Дорога тянулась и тянулась, постепенно сужаясь, превращаясь в узкую тропу, пробитую среди высоких, сверкающих чистотой сугробов. Просека была глубокой, как ущелье, небо - пасмурным, окружающий лес - плотным до абсолютной непроглядности. И все же тропа оставалась светлой, словно залитой ярким солнечным светом. Она тянулась, тянулась, тянулась, рассекая лес тонкой прямой стрелой, пока не уперлась в ноги старца с морщинистым лицом, в длинном овчинном тулупе, в большущей шапке из горностая и со связкой мышиных черепушек, свисающих с левого плеча. Старик опирался на неровный и узловатый, зато крепкий, как сталь, посох из соснового корня.
Голова его медленно поднялась, в лицо всадника вонзился, причиняя острую боль, мертвецки-холодный взгляд, шелохнулись бесцветные губы:
– Так-то ты слово свое держишь, чадо? - услышал Зверев, содрогнулся всем телом и проснулся.
В комнате и за окном было темно. Впрочем, если на улице уже и светало - через два слоя промасленного ситца первым слабым лучам все равно было не пробиться. Зато из-за окна доносилось редкое беканье, сонное кудахтанье, изредка мычала хриплая корова. Время от времени звякало железо. Это означало, что жизнь усадьбы снова возрождалась после долгой зимней ночи.
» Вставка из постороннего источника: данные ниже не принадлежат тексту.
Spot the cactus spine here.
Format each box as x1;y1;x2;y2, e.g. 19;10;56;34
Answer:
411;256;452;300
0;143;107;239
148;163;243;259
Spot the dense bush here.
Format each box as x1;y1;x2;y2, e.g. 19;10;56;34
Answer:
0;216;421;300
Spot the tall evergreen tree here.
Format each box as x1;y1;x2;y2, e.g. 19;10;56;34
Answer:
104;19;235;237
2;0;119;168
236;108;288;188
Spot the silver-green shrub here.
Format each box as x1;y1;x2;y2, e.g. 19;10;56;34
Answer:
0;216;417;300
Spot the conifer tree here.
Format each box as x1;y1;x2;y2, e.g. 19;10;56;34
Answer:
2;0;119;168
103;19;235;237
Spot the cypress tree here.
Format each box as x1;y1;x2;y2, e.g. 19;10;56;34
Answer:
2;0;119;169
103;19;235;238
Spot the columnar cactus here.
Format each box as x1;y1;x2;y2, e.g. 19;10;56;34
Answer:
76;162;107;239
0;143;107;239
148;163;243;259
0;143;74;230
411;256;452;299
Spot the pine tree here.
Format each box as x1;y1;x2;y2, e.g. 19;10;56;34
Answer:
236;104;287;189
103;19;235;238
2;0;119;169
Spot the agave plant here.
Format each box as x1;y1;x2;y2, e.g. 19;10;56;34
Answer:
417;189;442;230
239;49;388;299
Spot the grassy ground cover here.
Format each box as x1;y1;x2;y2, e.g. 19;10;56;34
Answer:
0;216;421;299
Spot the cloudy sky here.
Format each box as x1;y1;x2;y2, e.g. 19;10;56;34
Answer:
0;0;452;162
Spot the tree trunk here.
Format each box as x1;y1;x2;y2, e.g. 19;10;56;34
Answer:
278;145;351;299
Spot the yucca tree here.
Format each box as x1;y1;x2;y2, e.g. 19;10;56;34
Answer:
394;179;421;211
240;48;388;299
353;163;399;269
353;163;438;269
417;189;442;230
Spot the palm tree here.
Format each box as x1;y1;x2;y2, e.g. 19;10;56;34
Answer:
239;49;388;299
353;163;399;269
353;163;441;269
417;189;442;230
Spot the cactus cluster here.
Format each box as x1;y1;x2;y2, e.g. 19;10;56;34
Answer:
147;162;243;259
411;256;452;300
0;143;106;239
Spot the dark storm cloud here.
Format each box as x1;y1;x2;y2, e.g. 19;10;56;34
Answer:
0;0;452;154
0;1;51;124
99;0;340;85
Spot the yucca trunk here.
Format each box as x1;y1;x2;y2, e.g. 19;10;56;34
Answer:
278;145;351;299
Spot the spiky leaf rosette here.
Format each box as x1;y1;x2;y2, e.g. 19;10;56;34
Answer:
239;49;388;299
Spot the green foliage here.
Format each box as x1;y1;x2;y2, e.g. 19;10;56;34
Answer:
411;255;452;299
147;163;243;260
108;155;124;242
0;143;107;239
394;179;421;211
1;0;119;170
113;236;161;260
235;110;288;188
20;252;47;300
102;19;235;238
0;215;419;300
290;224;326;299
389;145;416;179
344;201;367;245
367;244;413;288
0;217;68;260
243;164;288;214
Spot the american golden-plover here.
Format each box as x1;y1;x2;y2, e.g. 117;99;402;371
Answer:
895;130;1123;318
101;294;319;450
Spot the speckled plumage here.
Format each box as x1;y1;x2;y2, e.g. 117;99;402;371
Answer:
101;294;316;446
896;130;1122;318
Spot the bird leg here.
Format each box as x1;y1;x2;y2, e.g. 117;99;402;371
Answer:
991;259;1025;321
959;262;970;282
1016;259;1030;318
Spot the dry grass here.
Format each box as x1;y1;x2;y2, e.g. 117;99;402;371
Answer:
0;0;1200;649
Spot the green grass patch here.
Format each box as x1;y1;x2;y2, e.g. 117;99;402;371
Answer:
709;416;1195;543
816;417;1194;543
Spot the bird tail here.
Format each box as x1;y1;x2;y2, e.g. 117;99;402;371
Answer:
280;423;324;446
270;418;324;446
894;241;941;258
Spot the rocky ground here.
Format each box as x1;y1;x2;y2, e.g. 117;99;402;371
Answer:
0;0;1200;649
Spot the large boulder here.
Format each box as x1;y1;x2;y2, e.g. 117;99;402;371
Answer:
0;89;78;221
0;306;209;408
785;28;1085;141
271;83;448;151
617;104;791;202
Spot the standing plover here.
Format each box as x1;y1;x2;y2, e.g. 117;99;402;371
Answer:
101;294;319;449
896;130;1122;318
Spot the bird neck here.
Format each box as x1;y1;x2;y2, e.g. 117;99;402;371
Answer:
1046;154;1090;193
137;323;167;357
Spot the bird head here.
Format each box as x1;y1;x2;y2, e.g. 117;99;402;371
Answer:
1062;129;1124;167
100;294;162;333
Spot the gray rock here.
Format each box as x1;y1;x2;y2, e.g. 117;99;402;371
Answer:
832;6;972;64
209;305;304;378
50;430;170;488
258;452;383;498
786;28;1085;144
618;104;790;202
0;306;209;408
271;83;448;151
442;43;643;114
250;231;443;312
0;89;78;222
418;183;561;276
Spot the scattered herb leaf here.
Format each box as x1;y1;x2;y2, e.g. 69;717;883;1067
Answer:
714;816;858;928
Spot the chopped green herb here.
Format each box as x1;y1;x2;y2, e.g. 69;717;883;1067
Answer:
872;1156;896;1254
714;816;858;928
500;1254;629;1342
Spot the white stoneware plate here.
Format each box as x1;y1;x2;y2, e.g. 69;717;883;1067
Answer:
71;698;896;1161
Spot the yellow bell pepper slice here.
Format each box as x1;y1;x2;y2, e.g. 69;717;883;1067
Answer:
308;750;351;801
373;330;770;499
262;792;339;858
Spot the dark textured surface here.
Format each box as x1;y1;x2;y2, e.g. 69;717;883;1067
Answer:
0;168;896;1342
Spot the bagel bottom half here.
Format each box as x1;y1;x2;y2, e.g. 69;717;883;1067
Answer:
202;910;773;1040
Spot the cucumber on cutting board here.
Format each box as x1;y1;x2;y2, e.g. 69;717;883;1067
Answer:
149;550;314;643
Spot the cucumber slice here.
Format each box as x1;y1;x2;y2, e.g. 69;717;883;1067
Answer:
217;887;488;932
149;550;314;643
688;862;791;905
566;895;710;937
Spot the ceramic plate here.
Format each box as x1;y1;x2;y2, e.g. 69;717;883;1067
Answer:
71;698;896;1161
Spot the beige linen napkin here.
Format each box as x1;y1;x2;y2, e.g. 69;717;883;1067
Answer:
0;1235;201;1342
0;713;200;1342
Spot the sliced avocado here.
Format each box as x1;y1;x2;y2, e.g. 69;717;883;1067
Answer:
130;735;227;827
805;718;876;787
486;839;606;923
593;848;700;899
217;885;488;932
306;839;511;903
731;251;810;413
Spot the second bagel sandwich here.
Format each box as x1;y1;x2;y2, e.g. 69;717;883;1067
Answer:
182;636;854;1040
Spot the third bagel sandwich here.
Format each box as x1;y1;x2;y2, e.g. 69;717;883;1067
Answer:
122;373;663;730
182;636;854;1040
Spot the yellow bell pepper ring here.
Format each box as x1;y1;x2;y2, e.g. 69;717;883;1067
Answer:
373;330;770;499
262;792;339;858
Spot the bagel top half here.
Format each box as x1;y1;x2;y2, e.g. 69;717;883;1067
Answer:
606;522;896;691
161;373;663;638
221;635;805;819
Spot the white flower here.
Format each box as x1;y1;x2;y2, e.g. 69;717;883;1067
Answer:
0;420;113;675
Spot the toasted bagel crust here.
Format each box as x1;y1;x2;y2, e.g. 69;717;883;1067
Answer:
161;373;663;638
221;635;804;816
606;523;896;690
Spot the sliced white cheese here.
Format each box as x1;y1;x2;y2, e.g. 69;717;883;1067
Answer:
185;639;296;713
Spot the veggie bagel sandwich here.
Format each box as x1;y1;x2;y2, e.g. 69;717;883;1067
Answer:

Андрей не спеша оделся, вышел на крыльцо, негромко свистнул:
– Эй, есть кто в конюшне?! - Из-за приоткрытой створки хлева высунулась курчавая рыжая голова, и князь тут же ткнул в ее сторону пальцем: - Скакуна мне бодрого оседлай не медля. Седло не парадное, а удобное, походное положи, и торбу с ячменем.
– Слушаю, княже… - Подворник, судя по кивку головы, поклонился, из-за створки было не видно.
Зверев тоже кивнул, вернулся в дом и направился к кухне, где уже вовсю кипела работа. Ведь к тому времени, как проснется усадьба, на всех должен быть готов сытный горячий завтрак. Князь здесь не узнал никого, однако стряпухи не знать боярского сына не могли, и потому он уверенно приказал:
– Сумку чересседельную мне с собой приготовьте. Вина положите, пива, пирогов, убоины какой-нибудь горячей, ветчины. Круп разных с полпуда. Еще какой снеди по мелочи, коли есть. Поторапливайтесь, лошадь на дворе студится. Как матушка поднимется, передайте: засветло вернусь. Поди, в бане от души попариться время будет.
Девки и кухарки не прекословили, минут за десять собрали внушительную торбу. С нею князь вышел во двор, перекинул сумку через холку скакуна, поднялся в седло, забрал у подворника поводья, кивнул на ворота:
– Отпирай! - И выехал в предрассветные сумерки, тропя через девственный наст свежую дорожку.